Tradition is not the worship of ashes, but the preservation of fire.—Gustav Mahler

Sunday, December 18, 2005

Listening In

I know, I know, I keep saying that I'll do a long article on this someday. But for the meantime we should keep doing the small ones.

Media folks love to deny that they practice biased reporting. Their position is refuted easily enough, merely by pointing to headlines. One needn't trouble to seek proof in the fine print of the reporting itself. It proclaims itself in big letters right up top.

This link is to the ONLY fair headline on the domestic wiretapping story. It is to the London Times, with the headline reading: Bush defends secret wiretapping of Americans.

All the American headlines have cleverly slipped in a negative tilt. Some make the President seem ominous; others paint him ludicrous. Ominous ones read something like this: Bush Backed Spying on Americans (BBC). Or: Bush Defends Secret Spying in U.S. (ABC). Ludicrous ones go like this: Bush Says Eavesdropping 'Makes America Safer' (Reuters).

6 comments:

Tom Van Dyke said...

Of course. Even punctuation will do the trick.

Bush Says Eavesdropping 'Makes America Safer'

Quotation marks? Nah, "scare quotes."

Bush Says Eavesdropping Makes America Safer

It should be noted that it's the fresh-faced aspiring world-changer J-school grads who write the headlines. Accomplished polemicist/"reporters" are far more clever in hiding their tracks.

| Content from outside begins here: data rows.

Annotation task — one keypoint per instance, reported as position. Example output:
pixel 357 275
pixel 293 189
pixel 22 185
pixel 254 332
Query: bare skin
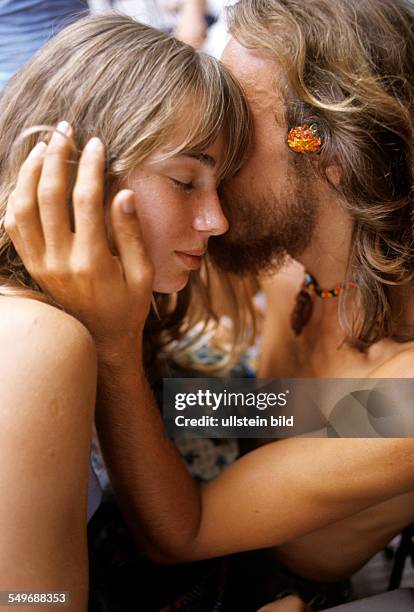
pixel 169 514
pixel 317 353
pixel 47 398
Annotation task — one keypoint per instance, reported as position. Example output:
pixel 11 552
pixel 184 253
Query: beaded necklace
pixel 303 308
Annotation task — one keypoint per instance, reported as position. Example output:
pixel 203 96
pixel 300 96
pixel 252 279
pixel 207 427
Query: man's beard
pixel 265 233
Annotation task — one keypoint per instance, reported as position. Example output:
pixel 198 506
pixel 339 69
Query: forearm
pixel 159 499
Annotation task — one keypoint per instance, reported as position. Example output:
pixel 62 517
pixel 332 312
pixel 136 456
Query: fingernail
pixel 128 205
pixel 63 126
pixel 94 144
pixel 38 149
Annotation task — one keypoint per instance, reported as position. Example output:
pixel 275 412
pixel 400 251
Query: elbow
pixel 173 554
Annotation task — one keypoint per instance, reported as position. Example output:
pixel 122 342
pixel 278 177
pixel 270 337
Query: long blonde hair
pixel 130 85
pixel 349 67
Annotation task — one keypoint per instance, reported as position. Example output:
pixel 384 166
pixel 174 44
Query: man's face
pixel 271 203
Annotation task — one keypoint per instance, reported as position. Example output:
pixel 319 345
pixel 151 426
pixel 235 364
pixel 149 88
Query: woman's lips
pixel 191 261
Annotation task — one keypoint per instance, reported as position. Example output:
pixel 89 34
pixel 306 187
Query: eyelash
pixel 186 187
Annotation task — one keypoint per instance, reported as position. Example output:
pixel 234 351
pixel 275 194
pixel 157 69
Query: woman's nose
pixel 211 219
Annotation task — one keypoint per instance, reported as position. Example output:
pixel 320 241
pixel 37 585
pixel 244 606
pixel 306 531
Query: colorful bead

I enjoyed this one the other day---notice how CNN buries the turnaround in public opinion that now no longer thinks the war was a mistake:

Meanwhile, 48 percent of respondents to a new CNN/USA Today/Gallup poll said they thought it was a mistake to send U.S. troops to Iraq, as opposed to 54 percent of those polled last month. The margin of error was plus or minus 3 percent. Fifty percent said it was not a mistake, compared to 45 percent last month.

I don't mean to claim the poll itself is significant, as it falls within the margin of error. I just wanted to point out that the turnaround is the most newsworthy feature of the poll, and is unremarked upon. Intentional? I think mebbe. The phrasing should have been that those who thought the war was a mistake are now statistically in the minority. That would be a straightforward accounting of the facts.

(It would be paranoid of me to note that "fifty" is spelled out and hides from the skimming eye.)

Kathy Hutchins said...

It would be paranoid of me to note that "fifty" is spelled out and hides from the skimming eye.

Yeah, that would be pretty paranoid of you. The Chicago Manual of Style rule is that numbers zero to ten are always spelled out; larger numbers are written numerically unless they are the first word in a sentence, when they should be spelled out in full.

ARGGGHHHHH! You just reminded me I spent four years working as a copy editor!

You are not paranoid, however, to point out that they did, in fact, completely bury the lede of that story, and they certainly wouldn't have stood on the margin-of-error caveat had the numbers run the other way.

Tom Van Dyke said...

I'm glad I didn't note it then. I wouldn't want to seem paranoid. I'm sure constructing the sentence with "fifty" first was just luck of the draw.

The original CNN report uses the numerals 3 and 4, BTW. Another style element destined for the crapper.

Tom Van Dyke said...

Sorry, I was not clear. It is my opinion that the headline was composed that way to take advantage of the quote marks.

Still, I can't find "makes America safer" in the original Reuters report, nor in the president's radio address, on which the article is based.

I had expected clever manipulation, but not fabrication.

(Let me say, it only appears that way, and I could easily be wrong. I admit I am paranoid. I get The Los Angeles Times, where such semantic gamesmanship and distortion is the rule, not the exception.)

Tom Van Dyke said...

In anticipation of your predictable question, I answered it in advance by thoughtfully providing links in my above comments.

One is a scientifical study of media bias, so it must be true.

Tom Van Dyke said...

You take a generally true statement, treat it as an absolute, point out an exception, and do a victory dance. Or you parse the meaning of terms. I do not know if you realize that's sophistic, but it is.

I respond to you on the rare occasions you have a legitimate point, as at the beginning of this discussion. Otherwise, I find myself under no obligation to indulge you. I am not here to argue, as life is too short. After my point is made, I'm quite willing to yield the last word, which you invariably take. Rock on.